Tuesday, January 1, 2013

Egypt Imposes New Cash Controls At Border

By Jon Matonis
Forbes
Thursday, December 27, 2012

http://www.forbes.com/sites/jonmatonis/2012/12/27/egypt-imposes-new-cash-controls-at-border/

Currency controls are now in place and there is a ban on traveling with more than $10,000 in cash. Egyptian officials are becoming worried as savings account withdrawals increase in the face of a depreciating pound and public rumors of central bank confiscation of deposits.

On Tuesday, Presidential spokesperson Yasser Ali confirmed the government's decision which limits all travelers from "bringing foreign currency into the country or carrying it out to only $10,000." Ali added that "any funds over US$10,000 must be transferred electronically" and the decision also forbids sending cash through the mail.

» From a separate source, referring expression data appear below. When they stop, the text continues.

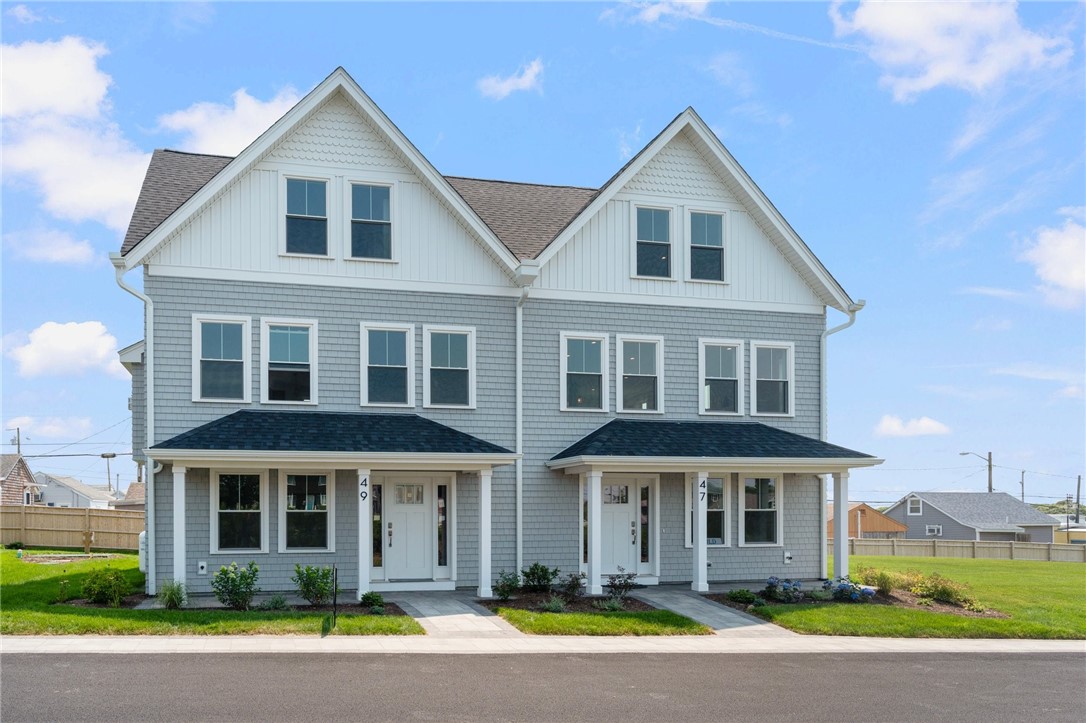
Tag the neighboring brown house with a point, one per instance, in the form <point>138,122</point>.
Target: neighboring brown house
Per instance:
<point>16,482</point>
<point>134,498</point>
<point>866,521</point>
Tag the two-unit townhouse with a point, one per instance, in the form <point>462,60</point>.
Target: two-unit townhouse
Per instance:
<point>425,380</point>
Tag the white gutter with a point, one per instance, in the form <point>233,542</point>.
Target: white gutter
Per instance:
<point>118,268</point>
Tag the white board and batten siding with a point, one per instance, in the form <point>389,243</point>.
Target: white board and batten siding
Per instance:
<point>240,231</point>
<point>600,257</point>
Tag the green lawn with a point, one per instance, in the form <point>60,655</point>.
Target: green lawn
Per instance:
<point>655,622</point>
<point>27,591</point>
<point>1043,600</point>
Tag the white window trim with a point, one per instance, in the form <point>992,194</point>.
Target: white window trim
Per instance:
<point>330,213</point>
<point>356,179</point>
<point>330,473</point>
<point>689,239</point>
<point>604,366</point>
<point>470,331</point>
<point>265,349</point>
<point>673,255</point>
<point>742,509</point>
<point>365,327</point>
<point>620,364</point>
<point>740,365</point>
<point>247,355</point>
<point>214,512</point>
<point>755,345</point>
<point>691,481</point>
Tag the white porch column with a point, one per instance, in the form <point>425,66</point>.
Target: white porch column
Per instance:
<point>179,553</point>
<point>484,573</point>
<point>365,532</point>
<point>699,581</point>
<point>841,524</point>
<point>595,482</point>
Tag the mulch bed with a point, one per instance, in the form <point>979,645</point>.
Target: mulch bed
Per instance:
<point>898,598</point>
<point>533,600</point>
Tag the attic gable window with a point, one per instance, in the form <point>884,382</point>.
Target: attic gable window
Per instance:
<point>306,216</point>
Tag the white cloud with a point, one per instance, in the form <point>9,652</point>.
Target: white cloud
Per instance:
<point>1058,256</point>
<point>72,349</point>
<point>970,46</point>
<point>24,15</point>
<point>50,245</point>
<point>227,129</point>
<point>51,428</point>
<point>891,426</point>
<point>528,77</point>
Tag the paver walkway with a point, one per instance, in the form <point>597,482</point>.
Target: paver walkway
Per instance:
<point>453,614</point>
<point>727,622</point>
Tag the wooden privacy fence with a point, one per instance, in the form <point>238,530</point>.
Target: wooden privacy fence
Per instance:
<point>71,527</point>
<point>980,549</point>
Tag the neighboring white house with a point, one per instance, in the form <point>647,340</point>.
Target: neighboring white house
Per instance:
<point>58,491</point>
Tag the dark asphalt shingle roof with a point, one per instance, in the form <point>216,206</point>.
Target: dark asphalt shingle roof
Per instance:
<point>328,431</point>
<point>525,217</point>
<point>627,438</point>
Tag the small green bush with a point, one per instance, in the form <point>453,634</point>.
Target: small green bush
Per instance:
<point>314,584</point>
<point>173,595</point>
<point>506,584</point>
<point>539,578</point>
<point>105,586</point>
<point>235,586</point>
<point>743,596</point>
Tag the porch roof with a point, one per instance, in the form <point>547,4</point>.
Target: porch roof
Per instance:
<point>632,444</point>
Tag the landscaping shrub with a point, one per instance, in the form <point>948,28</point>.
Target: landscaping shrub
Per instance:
<point>105,586</point>
<point>507,584</point>
<point>173,595</point>
<point>314,584</point>
<point>539,578</point>
<point>235,586</point>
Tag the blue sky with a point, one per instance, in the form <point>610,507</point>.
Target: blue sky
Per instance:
<point>931,154</point>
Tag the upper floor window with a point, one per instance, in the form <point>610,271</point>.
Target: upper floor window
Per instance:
<point>370,222</point>
<point>388,354</point>
<point>306,216</point>
<point>654,242</point>
<point>721,364</point>
<point>773,391</point>
<point>707,246</point>
<point>450,367</point>
<point>289,369</point>
<point>221,358</point>
<point>641,378</point>
<point>583,371</point>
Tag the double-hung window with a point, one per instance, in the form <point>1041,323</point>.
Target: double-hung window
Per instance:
<point>773,389</point>
<point>370,222</point>
<point>721,365</point>
<point>239,512</point>
<point>706,246</point>
<point>388,365</point>
<point>289,360</point>
<point>306,216</point>
<point>306,505</point>
<point>222,349</point>
<point>654,242</point>
<point>449,372</point>
<point>641,373</point>
<point>760,514</point>
<point>584,360</point>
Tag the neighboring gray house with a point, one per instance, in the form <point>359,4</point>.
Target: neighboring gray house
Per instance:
<point>475,375</point>
<point>971,516</point>
<point>59,491</point>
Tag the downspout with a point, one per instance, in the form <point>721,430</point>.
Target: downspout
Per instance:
<point>853,311</point>
<point>118,267</point>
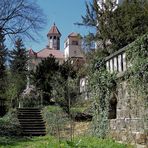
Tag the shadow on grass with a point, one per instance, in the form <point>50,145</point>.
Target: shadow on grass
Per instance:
<point>12,141</point>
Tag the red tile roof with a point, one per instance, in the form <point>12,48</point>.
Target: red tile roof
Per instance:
<point>32,53</point>
<point>54,30</point>
<point>73,34</point>
<point>46,52</point>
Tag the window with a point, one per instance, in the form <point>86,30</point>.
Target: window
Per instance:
<point>112,108</point>
<point>74,42</point>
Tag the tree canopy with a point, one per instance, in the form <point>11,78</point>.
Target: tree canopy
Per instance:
<point>116,26</point>
<point>20,17</point>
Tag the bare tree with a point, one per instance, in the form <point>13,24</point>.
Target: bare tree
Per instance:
<point>20,17</point>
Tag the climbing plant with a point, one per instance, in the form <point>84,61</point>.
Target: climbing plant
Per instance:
<point>102,83</point>
<point>137,73</point>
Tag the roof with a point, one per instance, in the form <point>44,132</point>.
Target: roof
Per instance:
<point>31,52</point>
<point>46,52</point>
<point>73,34</point>
<point>54,30</point>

Previously under the original law, any amounts above $10,000 or their equivalent in foreign currencies simply had to be declared to authorities.

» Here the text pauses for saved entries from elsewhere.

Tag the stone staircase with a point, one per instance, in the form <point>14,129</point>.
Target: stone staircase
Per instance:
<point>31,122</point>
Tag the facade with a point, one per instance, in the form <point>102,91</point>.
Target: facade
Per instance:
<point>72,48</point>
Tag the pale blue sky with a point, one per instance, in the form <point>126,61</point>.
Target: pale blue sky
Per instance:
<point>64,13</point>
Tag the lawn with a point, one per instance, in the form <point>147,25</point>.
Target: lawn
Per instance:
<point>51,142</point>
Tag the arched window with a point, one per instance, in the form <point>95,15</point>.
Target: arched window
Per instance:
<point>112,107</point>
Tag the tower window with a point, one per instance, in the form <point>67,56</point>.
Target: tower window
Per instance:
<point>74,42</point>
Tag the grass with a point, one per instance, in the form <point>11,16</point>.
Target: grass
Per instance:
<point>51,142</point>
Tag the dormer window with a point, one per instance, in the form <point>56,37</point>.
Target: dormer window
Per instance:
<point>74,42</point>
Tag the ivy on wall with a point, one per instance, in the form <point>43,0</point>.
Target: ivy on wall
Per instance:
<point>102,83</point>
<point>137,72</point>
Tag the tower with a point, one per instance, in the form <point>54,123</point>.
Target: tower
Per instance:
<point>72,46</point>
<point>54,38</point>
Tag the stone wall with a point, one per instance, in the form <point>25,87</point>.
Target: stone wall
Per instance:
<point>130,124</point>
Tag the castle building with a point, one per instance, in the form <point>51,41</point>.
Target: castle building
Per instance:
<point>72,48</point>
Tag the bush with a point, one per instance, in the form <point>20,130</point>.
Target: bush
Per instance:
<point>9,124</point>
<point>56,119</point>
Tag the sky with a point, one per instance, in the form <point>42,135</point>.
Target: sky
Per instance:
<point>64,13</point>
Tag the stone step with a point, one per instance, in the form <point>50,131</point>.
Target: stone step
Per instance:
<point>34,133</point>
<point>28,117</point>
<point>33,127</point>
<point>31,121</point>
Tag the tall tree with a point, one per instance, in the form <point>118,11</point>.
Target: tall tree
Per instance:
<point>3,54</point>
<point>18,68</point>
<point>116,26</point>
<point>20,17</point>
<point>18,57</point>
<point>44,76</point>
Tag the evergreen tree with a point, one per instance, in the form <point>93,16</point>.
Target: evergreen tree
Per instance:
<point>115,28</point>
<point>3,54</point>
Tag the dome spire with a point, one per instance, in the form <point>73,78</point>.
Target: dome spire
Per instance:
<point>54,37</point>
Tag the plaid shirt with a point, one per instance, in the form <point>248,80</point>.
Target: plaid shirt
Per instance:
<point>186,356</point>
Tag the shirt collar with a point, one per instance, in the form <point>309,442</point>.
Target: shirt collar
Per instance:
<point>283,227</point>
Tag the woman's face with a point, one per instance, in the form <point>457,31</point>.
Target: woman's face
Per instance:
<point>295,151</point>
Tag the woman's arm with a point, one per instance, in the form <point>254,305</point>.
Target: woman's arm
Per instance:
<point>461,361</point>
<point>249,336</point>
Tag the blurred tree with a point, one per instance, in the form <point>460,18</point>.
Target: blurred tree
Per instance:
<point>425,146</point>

With foreign investors and tourists holding back now, the post-revolutionary Egyptian government of Mohamed Morsi is finding it difficult to maintain control over its finances and budget deficit. As a result, Egyptian officials have delayed the high-level talks that are necessary to secure a $4.8 billion loan from the International Monetary Fund (IMF).

New thinking at the International Monetary Fund now accepts that capital controls are sometimes necessary to prevent destabilizing capital flows. It is not clear from the IMF Survey if this new view would apply to the control of outflows from Egypt which has seen its foreign currency reserves fall from $36 billion in 2010 to $15 billion today dangerously close to the IMF's recommended coverage of three month's of imports. Estimates put hard currency reserves at just about $4 billion.

After visiting one exchange office that had run out of dollars, Cairo resident Mahmoud Kamel said, "I want to exchange money because I'm afraid the Egyptian pound will not have any value soon."

Furthermore, due to the cumulative limit of $100,000 in effect from nearly two years ago, many wealthier Egyptians have maxed out and are unable to send money abroad.

The Central Bank of Egypt said Tuesday that the Egyptian pound was trading at 6.20 per U.S. dollar compared to 6.00 during the first half of the year. Without necessary currency reserves to fund imports, it is likely that the pound will fall in value sharply.